The supernatural elements are more suspenseful than frightening, give or take a jump, like the appearance of the library ghost. SEEING EVIL does keep you interested, wanting to find out just what’s going on. Unfortunately, the ending seems very rushed and underwhelming. It makes sense, it just needed to be handled a lot better.

Directors Jason Henne, (who also wrote the script), and Christopher Leto (DEAD RESIDENCE, PHOBOPHOBIA) have worked together in various combinations on a number of previous films. They co-directed CRAZY LAKE and Henne worked sound on DIE, DIE DELTA PI which Leto co-directed with Sean Donohue (The Hart-Break Killer, Death-Scort Service Part 2: The Naked Dead).
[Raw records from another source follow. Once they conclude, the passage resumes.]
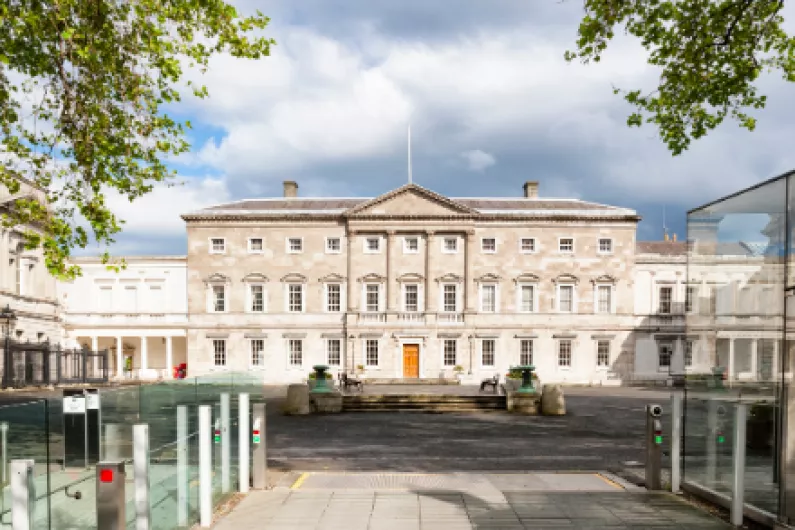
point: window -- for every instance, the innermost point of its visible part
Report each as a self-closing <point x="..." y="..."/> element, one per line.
<point x="295" y="245"/>
<point x="604" y="299"/>
<point x="372" y="295"/>
<point x="295" y="298"/>
<point x="334" y="352"/>
<point x="488" y="298"/>
<point x="219" y="298"/>
<point x="526" y="352"/>
<point x="690" y="295"/>
<point x="333" y="245"/>
<point x="295" y="349"/>
<point x="603" y="353"/>
<point x="564" y="353"/>
<point x="257" y="301"/>
<point x="449" y="349"/>
<point x="333" y="298"/>
<point x="372" y="245"/>
<point x="688" y="353"/>
<point x="450" y="245"/>
<point x="449" y="298"/>
<point x="527" y="245"/>
<point x="257" y="352"/>
<point x="526" y="298"/>
<point x="219" y="352"/>
<point x="217" y="245"/>
<point x="566" y="298"/>
<point x="411" y="294"/>
<point x="666" y="299"/>
<point x="665" y="352"/>
<point x="255" y="244"/>
<point x="487" y="349"/>
<point x="371" y="352"/>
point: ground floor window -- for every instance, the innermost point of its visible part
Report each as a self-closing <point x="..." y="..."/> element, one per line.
<point x="603" y="353"/>
<point x="526" y="352"/>
<point x="257" y="352"/>
<point x="564" y="353"/>
<point x="219" y="352"/>
<point x="334" y="348"/>
<point x="296" y="352"/>
<point x="371" y="352"/>
<point x="487" y="349"/>
<point x="449" y="352"/>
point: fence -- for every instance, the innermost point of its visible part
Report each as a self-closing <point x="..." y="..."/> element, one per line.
<point x="66" y="498"/>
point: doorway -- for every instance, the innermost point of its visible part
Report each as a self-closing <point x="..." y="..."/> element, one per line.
<point x="411" y="361"/>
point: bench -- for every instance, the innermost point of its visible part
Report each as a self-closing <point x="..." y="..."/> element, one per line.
<point x="492" y="382"/>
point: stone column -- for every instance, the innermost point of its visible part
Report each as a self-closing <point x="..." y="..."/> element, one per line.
<point x="120" y="356"/>
<point x="469" y="287"/>
<point x="430" y="296"/>
<point x="390" y="281"/>
<point x="169" y="359"/>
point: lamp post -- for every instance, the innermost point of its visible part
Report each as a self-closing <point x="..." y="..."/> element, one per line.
<point x="7" y="319"/>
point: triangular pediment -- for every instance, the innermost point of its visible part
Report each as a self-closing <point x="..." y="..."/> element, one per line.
<point x="411" y="200"/>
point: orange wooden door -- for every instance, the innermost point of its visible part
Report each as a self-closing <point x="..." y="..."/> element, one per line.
<point x="411" y="360"/>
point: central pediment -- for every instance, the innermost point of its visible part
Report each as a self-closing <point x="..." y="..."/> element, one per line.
<point x="411" y="200"/>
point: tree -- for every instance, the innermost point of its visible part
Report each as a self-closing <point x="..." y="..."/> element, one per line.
<point x="710" y="54"/>
<point x="84" y="89"/>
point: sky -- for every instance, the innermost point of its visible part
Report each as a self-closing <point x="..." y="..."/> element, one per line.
<point x="490" y="100"/>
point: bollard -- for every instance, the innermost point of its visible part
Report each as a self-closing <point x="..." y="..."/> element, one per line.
<point x="182" y="466"/>
<point x="738" y="464"/>
<point x="260" y="459"/>
<point x="653" y="447"/>
<point x="205" y="466"/>
<point x="243" y="442"/>
<point x="23" y="495"/>
<point x="225" y="439"/>
<point x="141" y="472"/>
<point x="676" y="441"/>
<point x="111" y="499"/>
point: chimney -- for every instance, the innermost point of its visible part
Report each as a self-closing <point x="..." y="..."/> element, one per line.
<point x="531" y="189"/>
<point x="290" y="188"/>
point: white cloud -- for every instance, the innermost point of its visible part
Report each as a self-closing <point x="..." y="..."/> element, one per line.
<point x="478" y="160"/>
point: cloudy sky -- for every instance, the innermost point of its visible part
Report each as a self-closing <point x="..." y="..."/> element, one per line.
<point x="490" y="100"/>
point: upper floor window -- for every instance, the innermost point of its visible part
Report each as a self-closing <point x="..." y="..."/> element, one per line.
<point x="217" y="245"/>
<point x="255" y="245"/>
<point x="666" y="300"/>
<point x="605" y="245"/>
<point x="372" y="245"/>
<point x="449" y="245"/>
<point x="411" y="245"/>
<point x="527" y="245"/>
<point x="333" y="245"/>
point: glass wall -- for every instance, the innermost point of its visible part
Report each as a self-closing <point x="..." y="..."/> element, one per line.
<point x="738" y="274"/>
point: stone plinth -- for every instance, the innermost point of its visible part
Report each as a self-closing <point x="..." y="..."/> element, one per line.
<point x="522" y="403"/>
<point x="552" y="401"/>
<point x="326" y="402"/>
<point x="297" y="403"/>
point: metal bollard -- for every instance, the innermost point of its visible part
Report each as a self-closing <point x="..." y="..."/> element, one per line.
<point x="260" y="458"/>
<point x="23" y="494"/>
<point x="111" y="501"/>
<point x="653" y="447"/>
<point x="243" y="441"/>
<point x="738" y="479"/>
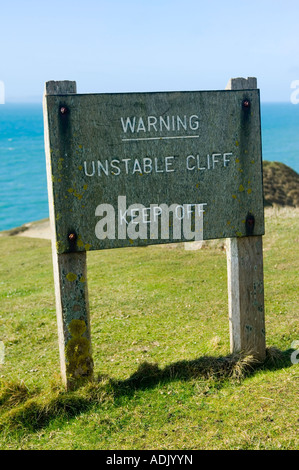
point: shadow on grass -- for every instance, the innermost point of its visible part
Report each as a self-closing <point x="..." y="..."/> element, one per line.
<point x="26" y="410"/>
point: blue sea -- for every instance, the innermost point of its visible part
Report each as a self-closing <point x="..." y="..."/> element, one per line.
<point x="23" y="182"/>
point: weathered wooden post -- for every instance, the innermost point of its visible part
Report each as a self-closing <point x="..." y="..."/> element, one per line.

They work well together and the film looks good for an obviously low-budget film.

Not only that, but they also get good performances from Girard and Hope. Their performances help sell what could have been a pair of rather cliché characters in less talented hands. David E. McMahon (AMERICAN GUINEA PIG: THE SONG OF SOLOMON, BONEHILL ROAD) also deserves a mention as Doctor Farmer.

While not everything it could be, SEEING EVIL is an enjoyable film. And despite my love for the sub-genre, it’s nice to see its directors take a step away from their slasher dominated filmographies.